Lamin Neffati, Sprecher Nabu Niedersachsen

„Wir erleben eine Debatte, die die Potenziale des Bibers weitgehend ausblendet“, mahnt Nabu-Sprecher Lamin Neffati. Statt die Rückkehr des Bibers als Chance zu begrüßen, dominierten derzeit Konfliktdebatten und der Biber werde häufig nur als Störfaktor wahrgenommen.

Stattdessen müsse die Politik die nachgewiesene Fähigkeit zur Renaturierung von Gewässerlandschaften anerkennen. Denn der Biber ist einer der wirkungsmächtigsten Ökosystem-Ingenieure hierzulande. Durch den Bau von Dämmen entstehen Feuchtgebiete, Teiche und strukturreiche Auenlandschaften, die als natürliche Puffer fungieren. Sie speichern Wasser in der Fläche, fördern die Versickerung und verlangsamen den Abfluss bei Starkregen – eine kostenlose Infrastrukturmaßnahme gegen die Folgen der Klimakrise sozusagen.

Zugleich verbesserten die Nager die Wasserqualität durch Filterprozesse in den Staubereichen und kurbelten die Grundwasserneubildung an, betont der Nabu. Neffati kritisiert, dass die aktuelle politische Debatte sich jedoch auf Schadensberichte, Entschädigungsforderungen und mögliche Eingriffe in die Population versteife.

Debatte ist oft auf Reibungspunkte reduziert

Tatsächlich ist die öffentliche Wahrnehmung oft auf die Reibungspunkte reduziert. In den Landkreisen Emsland und Leer zum Beispiel beklagen sich Land­wir­t:in­nen über untergrabene Wirtschaftswege und instabile Deichabschnitte.

Der Bäue­r:in­nen­ver­band Landvolk Niedersachsen fordert deshalb „praxisnahe Lösungen“, was in der Verbandssprache oft eine leichtere „Entnahme“ – also den Abschuss – oder die Zerstörung von Dämmen bedeutet, sobald wirtschaftliche Interessen berührt sind. Land­wir­t:in­nen fühlen sich mit den Kosten für vernässte Flächen und Ernteausfälle allein gelassen.

Einen speziellen „Biber-Fonds“ für pauschale Entschädigungsleistungen wird es trotz des Drucks aus der Agrarlobby aber vorerst nicht geben, stellte das Ministerium klar. Stattdessen setzt das Land auf Einzelfallprüfungen und technische Präventionsmaßnahmen. Dennoch bleibt die Akzeptanz in betroffenen Regionen eine Herausforderung.

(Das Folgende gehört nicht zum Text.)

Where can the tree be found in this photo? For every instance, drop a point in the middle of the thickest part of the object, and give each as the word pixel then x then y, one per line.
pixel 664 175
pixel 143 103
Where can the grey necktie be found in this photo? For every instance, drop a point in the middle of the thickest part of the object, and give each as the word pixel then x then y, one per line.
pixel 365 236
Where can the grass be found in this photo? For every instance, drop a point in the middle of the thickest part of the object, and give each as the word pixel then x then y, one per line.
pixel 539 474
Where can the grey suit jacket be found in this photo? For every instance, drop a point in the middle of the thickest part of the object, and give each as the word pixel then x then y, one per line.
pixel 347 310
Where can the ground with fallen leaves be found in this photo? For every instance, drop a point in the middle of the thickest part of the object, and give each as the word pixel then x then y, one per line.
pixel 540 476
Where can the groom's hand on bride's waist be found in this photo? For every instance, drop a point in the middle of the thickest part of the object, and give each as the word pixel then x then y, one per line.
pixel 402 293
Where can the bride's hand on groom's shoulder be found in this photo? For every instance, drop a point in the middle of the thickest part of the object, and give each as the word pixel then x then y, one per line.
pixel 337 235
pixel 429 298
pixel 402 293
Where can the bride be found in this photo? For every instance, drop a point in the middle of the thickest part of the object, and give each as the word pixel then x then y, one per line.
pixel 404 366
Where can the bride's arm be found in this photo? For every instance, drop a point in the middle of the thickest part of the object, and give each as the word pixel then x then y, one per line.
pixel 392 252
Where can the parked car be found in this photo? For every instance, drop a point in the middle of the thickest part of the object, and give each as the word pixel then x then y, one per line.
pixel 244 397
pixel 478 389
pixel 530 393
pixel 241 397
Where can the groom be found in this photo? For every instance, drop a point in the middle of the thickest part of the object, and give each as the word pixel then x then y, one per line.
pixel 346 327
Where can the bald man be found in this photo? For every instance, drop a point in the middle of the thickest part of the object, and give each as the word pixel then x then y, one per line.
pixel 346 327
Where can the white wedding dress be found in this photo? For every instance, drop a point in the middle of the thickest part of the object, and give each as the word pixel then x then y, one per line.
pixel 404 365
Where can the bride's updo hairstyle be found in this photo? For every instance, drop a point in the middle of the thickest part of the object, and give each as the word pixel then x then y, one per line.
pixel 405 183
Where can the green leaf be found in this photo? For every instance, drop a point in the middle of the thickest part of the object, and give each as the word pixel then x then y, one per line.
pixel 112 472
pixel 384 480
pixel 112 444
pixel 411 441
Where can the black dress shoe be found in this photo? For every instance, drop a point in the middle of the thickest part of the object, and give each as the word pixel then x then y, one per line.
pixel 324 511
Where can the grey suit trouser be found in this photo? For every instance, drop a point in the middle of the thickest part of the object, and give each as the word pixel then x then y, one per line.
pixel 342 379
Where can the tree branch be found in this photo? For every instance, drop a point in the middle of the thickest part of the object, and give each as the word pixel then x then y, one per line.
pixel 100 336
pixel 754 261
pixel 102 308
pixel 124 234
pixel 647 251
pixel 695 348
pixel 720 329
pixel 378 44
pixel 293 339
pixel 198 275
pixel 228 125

Land versteht den Biber als Partner

Das „Handlungskonzept Biber“ des niedersächsischen Umweltministeriums, das Umweltminister Christian Meyer (Grüne) im August 2025 auf den Weg brachte, begreift den Biber dabei ausdrücklich als Partner, um Wasser in der Landschaft zu halten. Das Land setzt deshalb bislang vor allem auf technisches Koexistenz-Management.

Ein zentrales Instrument sind hierbei sogenannte „Bibertäuscher“: spezielle Rohrsysteme, die durch den Biberdamm verlegt werden, um den Wasserspiegel auf ein für den Menschen erträgliches Maß abzusenken – meist auf rund 60 bis 80 Zentimeter.

Der Einlauf des Rohres wird mit einem großen Drahtkorb gesichert, sodass der Biber das Geräusch des abfließenden Wassers nicht orten kann und das „Leck“ nicht instinktiv verbaut. So bleibt das Revier für das Tier attraktiv, während der angrenzende Acker oder Weg nutzbar bleibt. Ergänzt werden solche Maßnahmen durch Verbissschutz, Elektrozäune oder Ablenkfütterung.

Biber helfen, Kohlendioxid zu speichern

Dass der Biber ein ökologischer Motor ist, ist kein bloßer Wunschtraum von Umweltschützer:innen. Auch eine aktuelle internationale Studie mit Beteiligung der Universität Bern belegt das: Von Bibern geschaffene Feuchtgebiete speichern bis zu zehnmal mehr Kohlenstoff als vergleichbare Landschaften ohne Biberaktivität. Sie sind nicht nur für Libellen, Amphibien und seltene Fischarten überlebenswichtig, sondern fungieren auch als langfristige Kohlenstoffsenken und produzieren deutlich mehr Biomasse.

Auch ein Fachbericht des Schweizer Bundesamts für Umwelt (Bafu) aus dem vergangenen Jahr rehabilitiert den Biber als „wirkungsvollen Partner für lebendige Gewässer“ und fordert mehr Raum für dessen natürliche Dynamik: Die Tiere verbessern nicht nur die Biodiversität, sondern leisten einen messbaren Beitrag zum Klimaschutz und zum Wasserrückhalt – genau die Ziele, die Niedersachsen mit Millioneninvestitionen in Moor-Wiedervernässung und Renaturierung verfolgt.